Data-driven marketing often begins with understanding predictive marketing and how artificial intelligence can be applied to marketing to analyse and activate customer data.
- Artificial Intelligence: The process of using machines and computer systems able to perform tasks that normally require human intelligence, such as visual perception, speech recognition and decision-making.
- Algorithm: A sequence of steps or rules designed to produce a specific outcome from a set of inputs. In marketing, algorithms can be used to impact both smaller tasks like purchasing advertisements, as well as major strategic decisions like selecting a specific vertical for a long-term ABM campaign.
- Machine Learning: At its core, a way to quickly label and analyse huge data sets. Marketers can do this on their own, but a machine helps do it faster and on a much larger scale.
Once machine learning technology has identified different trends in customer behavior, marketers can use these customer profiles to create data cohorts.
- Data Cohort: Specific experiences, events or other factors shared by a group of consumers. These cohorts are used to identify and target segments of the market that are more effectively grouped and treated as one.
- Target Audience: Defined by looking at the preferences of each cohort at a more detailed level, the specific group of consumers most likely to want your product or service, and therefore the group of people you should target for your campaign. Audiences can be segmented by age, gender, income, location, interests and a number of other factors.
Having all of this data accessible can help marketers future-proof their data strategy through predictive analytics to assess the likelihood of an event happening in the future. With a predictive marketing strategy, companies can anticipate the next best action to take for each customer. Some tools that marketers can use to communicate more effectively with customers are:
- Customer Journey Mapping: A visualization of every customer interaction in context of a customer’s long-term relationship with your brand.
- Marketing Automation: Technology that helps marketers save time, energy and money by automating repetitive tasks such as sending personalised emails or text messages for each audience segment.

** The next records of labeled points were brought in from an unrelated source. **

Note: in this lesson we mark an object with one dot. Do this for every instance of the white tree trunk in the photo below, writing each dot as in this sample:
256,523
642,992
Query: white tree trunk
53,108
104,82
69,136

- Low-Code Tools: Templates or front-end technology that enables marketers to customise web pages and experiences without the help of a developer.
Composable Data and the Composable Enterprise
With so much data and insight into customer experiences at marketers’ fingertips, organisations must have a larger strategy in place for how to assemble all of these pieces into the unique experiences their customers want. The flexibility, speed and freedom required to shape these moments on demand has been referred to as the model of a composable enterprise.
- Composable Enterprise: An emerging concept from Gartner, who defines it as, “An organisation that delivers business outcomes and adapts to the pace of business change. It does this through the assembly and combination of packaged business capabilities.”
- Composable Commerce: A subset of the composable enterprise vision; a commerce strategy that allows businesses to select best-in-class technology from various vendors rather than relying on a single vendor to provide a standard functionality.